Frontiers in Molecular Biosciences ◽

10.3389/fmolb.2021.791090 ◽

2021 ◽

Vol 8 ◽

Author(s):

Patrick C. A. van der Wel

Keyword(s):

Solid State ◽

Structure Determination ◽

Solid State Nmr ◽

Structural Information ◽

Magic Angle Spinning ◽

Magic Angle ◽

Distance Measurements ◽

Challenges And Opportunities ◽

Molecule Interactions ◽

Angle Spinning

In structural studies of immobilized, aggregated and self-assembled biomolecules, solid-state NMR (ssNMR) spectroscopy can provide valuable high-resolution structural information. Among the structural restraints provided by magic angle spinning (MAS) ssNMR the canonical focus is on inter-atomic distance measurements.

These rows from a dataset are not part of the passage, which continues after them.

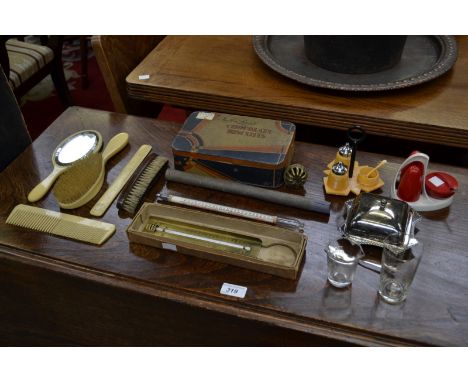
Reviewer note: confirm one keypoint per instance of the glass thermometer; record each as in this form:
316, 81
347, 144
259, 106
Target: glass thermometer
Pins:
285, 222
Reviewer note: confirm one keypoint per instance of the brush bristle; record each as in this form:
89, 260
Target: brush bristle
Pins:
60, 224
78, 179
142, 184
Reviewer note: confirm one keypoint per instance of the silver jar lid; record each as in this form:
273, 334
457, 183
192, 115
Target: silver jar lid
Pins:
346, 150
339, 168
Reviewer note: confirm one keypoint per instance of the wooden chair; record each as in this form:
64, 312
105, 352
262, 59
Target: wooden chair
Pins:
14, 136
26, 64
117, 56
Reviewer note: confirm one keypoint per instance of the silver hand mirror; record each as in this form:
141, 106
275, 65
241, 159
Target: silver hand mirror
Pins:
68, 152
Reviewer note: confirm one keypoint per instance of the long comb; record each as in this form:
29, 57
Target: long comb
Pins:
60, 224
141, 183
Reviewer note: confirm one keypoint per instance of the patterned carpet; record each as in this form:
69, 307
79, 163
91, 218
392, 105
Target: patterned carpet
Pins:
41, 106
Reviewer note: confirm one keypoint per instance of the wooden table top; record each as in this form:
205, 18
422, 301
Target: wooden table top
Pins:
224, 74
435, 313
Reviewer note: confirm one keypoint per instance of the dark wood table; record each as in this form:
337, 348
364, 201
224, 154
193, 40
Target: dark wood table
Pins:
223, 73
55, 291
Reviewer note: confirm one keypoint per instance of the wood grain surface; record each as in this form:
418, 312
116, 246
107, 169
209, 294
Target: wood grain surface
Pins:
58, 291
223, 73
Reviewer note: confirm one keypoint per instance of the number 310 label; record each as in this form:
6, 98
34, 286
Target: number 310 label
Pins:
233, 290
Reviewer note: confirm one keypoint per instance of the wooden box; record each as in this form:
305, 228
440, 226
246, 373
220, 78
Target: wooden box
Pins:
257, 246
251, 150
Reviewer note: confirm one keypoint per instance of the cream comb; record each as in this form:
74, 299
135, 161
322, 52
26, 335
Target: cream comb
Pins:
60, 224
140, 184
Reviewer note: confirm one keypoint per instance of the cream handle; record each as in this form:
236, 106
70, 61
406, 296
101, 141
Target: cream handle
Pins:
377, 167
108, 197
41, 189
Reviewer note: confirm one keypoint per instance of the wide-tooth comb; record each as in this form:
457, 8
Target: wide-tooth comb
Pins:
60, 224
136, 189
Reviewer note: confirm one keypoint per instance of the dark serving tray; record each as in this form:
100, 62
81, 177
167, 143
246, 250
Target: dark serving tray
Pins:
424, 58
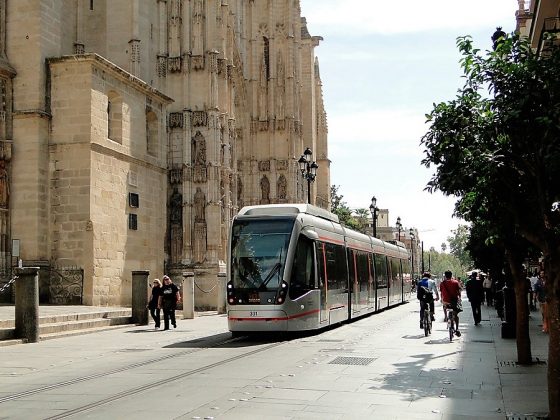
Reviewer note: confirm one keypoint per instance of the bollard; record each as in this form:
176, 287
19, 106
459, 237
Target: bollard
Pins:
27, 304
188, 295
222, 293
140, 287
510, 313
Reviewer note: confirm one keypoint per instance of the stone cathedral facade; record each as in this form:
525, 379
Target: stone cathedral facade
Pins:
132, 131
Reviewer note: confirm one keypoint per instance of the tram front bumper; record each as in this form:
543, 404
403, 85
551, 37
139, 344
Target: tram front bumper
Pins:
257, 320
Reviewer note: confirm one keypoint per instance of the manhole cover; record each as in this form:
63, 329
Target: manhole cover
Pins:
342, 360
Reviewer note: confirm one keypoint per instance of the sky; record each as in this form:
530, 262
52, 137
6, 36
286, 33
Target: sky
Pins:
383, 65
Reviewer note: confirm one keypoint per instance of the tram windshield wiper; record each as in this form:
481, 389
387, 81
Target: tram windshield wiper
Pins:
272, 272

In the current review, we examine the utility of ssNMR measurements of angular constraints, as a complement to distance-based structure determination. The focus is on direct measurements of angular restraints via the judicious recoupling of multiple anisotropic ssNMR parameters, such as dipolar couplings and chemical shift anisotropies. Recent applications are highlighted, with a focus on studies of nanocrystalline polypeptides, aggregated peptides and proteins, receptor-substrate interactions, and small molecule interactions with amyloid protein fibrils. The review also examines considerations of when and where ssNMR torsion angle experiments are (most) effective, and discusses challenges and opportunities for future applications.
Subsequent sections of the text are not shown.